Python Project Tooling explained

When you first learn Python, somebody explains you that you can add the folder in which your source files sit to the PYTHONPATH environment variable and this code will then be importable from other locations. Too often this person forgets to say that this is a very bad idea in most scenarios. Some people discover this on the internet, some others just realize this by themselves. Too many people (especially non-programmers) just believe there's no alternative.

This blog post is for all of them, because even if you know that an alternative exists, it's not always easy to grasp. Python tooling is confusing because there are many software, built on top of each other, with a lot of overlaps with their concerns. It's hard to understand how they fit in the big picture.

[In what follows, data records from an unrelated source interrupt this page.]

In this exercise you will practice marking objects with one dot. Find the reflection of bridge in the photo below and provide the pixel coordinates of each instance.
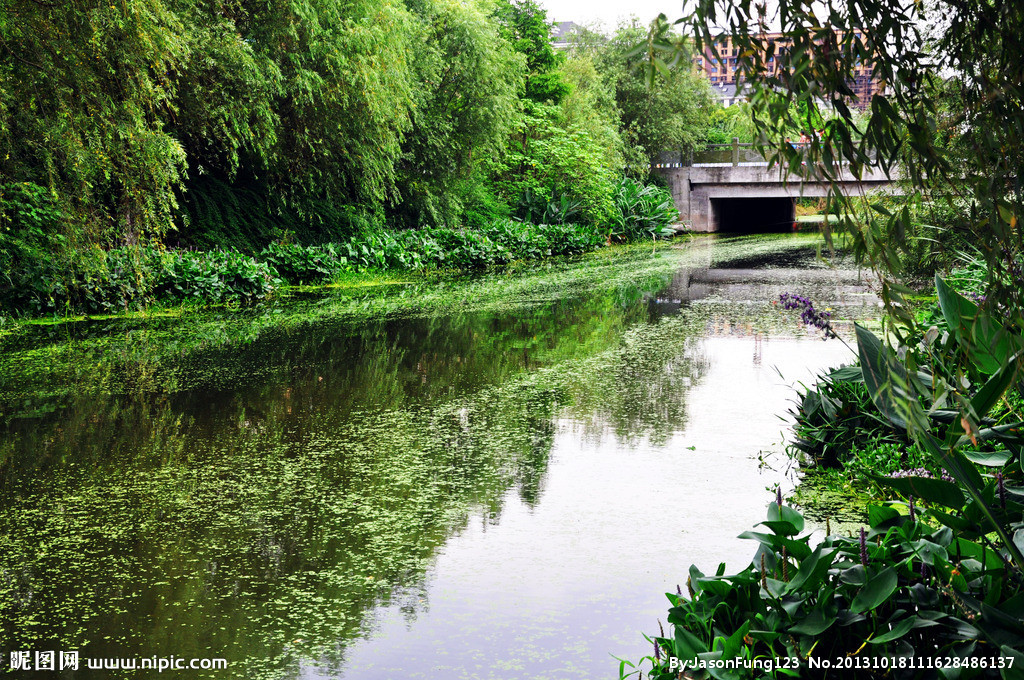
(741, 194)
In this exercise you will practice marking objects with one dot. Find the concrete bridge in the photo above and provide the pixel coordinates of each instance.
(749, 196)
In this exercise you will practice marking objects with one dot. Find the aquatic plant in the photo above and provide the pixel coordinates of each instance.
(808, 314)
(943, 582)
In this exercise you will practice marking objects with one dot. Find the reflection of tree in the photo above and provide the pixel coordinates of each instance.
(254, 498)
(640, 388)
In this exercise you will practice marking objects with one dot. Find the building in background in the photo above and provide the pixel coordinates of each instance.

For this reason I've decided to create a post that lists the most important tools, when and why they are used and what problem they solve. I will try to explain with simple words how you should approach each one of these tools. If a tool is here, it means that, as a Python programmer, you're supposed to at least know its existence. I will list only tools that can be applied to any project or workflow and that you should consider every time you start a new project. This doesn't mean you always have to use each one of them on every single project. Too much tooling can be easily be an overkill and become hard to maintain in some cases.

Basic

Setuptools

Setuptools is the standard way to create packages in Python. It's everywhere, it works and it fulfill its role.

For: building egg, zip or wheel files from source, define metadata for your project, share code in a structured and standardized way When: basically every time you want to write code that should run on somebody's else machine

Alternatives: Poetry, Flit

virtualenv

Virtualenv is a virtual environment manager. These isolated environments can be understood as self-contained python installations with independent packages installed. Using virtualenv means that you don't need to (and you shouldn't anyway) install packages using your default system's python installation.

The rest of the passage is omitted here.